Aim: The UCLA Immunogenetics Center performs single antigen bead class I and II (SAB I/II) testing for pre/post-transplant antibody assessment. Data are acquired from sera batched in a 96-well plate, with Fusion acquisition software, and data analysis performed in Histotrac. We hypothesize that statistical modeling can identify similarity or deviation in a new result as compared to historic results indicating a change in antibody strength and specificity.
Method: For this quality improvement project, a data set of SAB I/II (n=280 Class I/II) were analyzed to determine the percentage of negative tests, and frequency/characteristics of spuriously reactive beads defined as up to 2 positive beads >1000 MFI in the absence of CREG or broad group reactivity, and considered false positive. A second set of SAB I/II data was selected for negative (n=9 class I/II) or ‘spurious’ (n=21 class I/II) reactivity. Statistical models were used to assess whether the variation in distribution of bead strength and specificity in a new result were significantly different (outside 1 or 2 standard deviations; SD) from the two prior results.

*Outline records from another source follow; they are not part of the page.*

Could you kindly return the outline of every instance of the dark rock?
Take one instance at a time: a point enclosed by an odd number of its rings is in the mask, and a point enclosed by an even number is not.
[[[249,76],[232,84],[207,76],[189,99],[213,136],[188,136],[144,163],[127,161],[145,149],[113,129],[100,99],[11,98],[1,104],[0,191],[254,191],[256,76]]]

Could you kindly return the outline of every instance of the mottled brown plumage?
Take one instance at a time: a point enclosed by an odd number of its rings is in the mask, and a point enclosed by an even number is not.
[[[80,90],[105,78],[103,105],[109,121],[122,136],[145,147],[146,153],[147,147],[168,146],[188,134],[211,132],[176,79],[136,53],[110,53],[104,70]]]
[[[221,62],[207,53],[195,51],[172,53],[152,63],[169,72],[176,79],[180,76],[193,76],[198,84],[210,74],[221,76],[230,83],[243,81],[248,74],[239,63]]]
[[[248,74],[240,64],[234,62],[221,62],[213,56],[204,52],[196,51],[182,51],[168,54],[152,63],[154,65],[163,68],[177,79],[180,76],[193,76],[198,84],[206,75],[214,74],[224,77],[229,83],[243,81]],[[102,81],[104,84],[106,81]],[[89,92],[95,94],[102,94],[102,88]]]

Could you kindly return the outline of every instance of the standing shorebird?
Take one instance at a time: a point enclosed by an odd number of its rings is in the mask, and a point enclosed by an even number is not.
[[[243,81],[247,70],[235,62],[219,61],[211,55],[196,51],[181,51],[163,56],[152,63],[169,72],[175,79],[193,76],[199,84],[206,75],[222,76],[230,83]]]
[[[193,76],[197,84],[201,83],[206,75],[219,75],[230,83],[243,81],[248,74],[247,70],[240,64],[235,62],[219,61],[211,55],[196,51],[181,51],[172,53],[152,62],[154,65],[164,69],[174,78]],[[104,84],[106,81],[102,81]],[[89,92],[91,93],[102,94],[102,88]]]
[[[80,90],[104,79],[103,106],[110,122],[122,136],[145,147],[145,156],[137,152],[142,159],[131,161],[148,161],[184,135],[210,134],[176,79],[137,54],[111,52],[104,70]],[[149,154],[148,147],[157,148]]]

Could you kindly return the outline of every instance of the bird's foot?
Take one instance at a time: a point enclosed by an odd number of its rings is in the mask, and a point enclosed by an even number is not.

Results: SAB results were negative in 51% and 55% of class I or II tests, respectively. An additional 24% of class I and 16% of class II were false positive due to spurious reactivity. Certain beads contribute to false positive reactions with high frequency. For example, B*15:12 or DPB1*01:01/DPA1*02:01 were above 1000 MFI more than 10 times, without other B or DP locus positive beads, affecting more than 7% of tests. Reporting of a new SAB I/II result requires review of historic data to assess for changes in sensitization to HLA- even in the case of negative results. Using the second data set, multiple statistical models were tested to determine the best at identifying variation in distribution of bead strength and specificity between a new test, and two prior resulted tests. Plotting the distributions of the 95% confidence intervals over the top 20 bead MFI’s was most robust showing the majority of new results were within 1 SD of the two prior results, and all were within two SD.
Conclusion: The study shows proof of concept that statistical models comparing the distribution of the top 20 bead MFI’s in a new test result to two prior results can be used to accurately result tests with negative/spurious bead reactivities, and the potential for automated and faster analysis of SAB I/II data.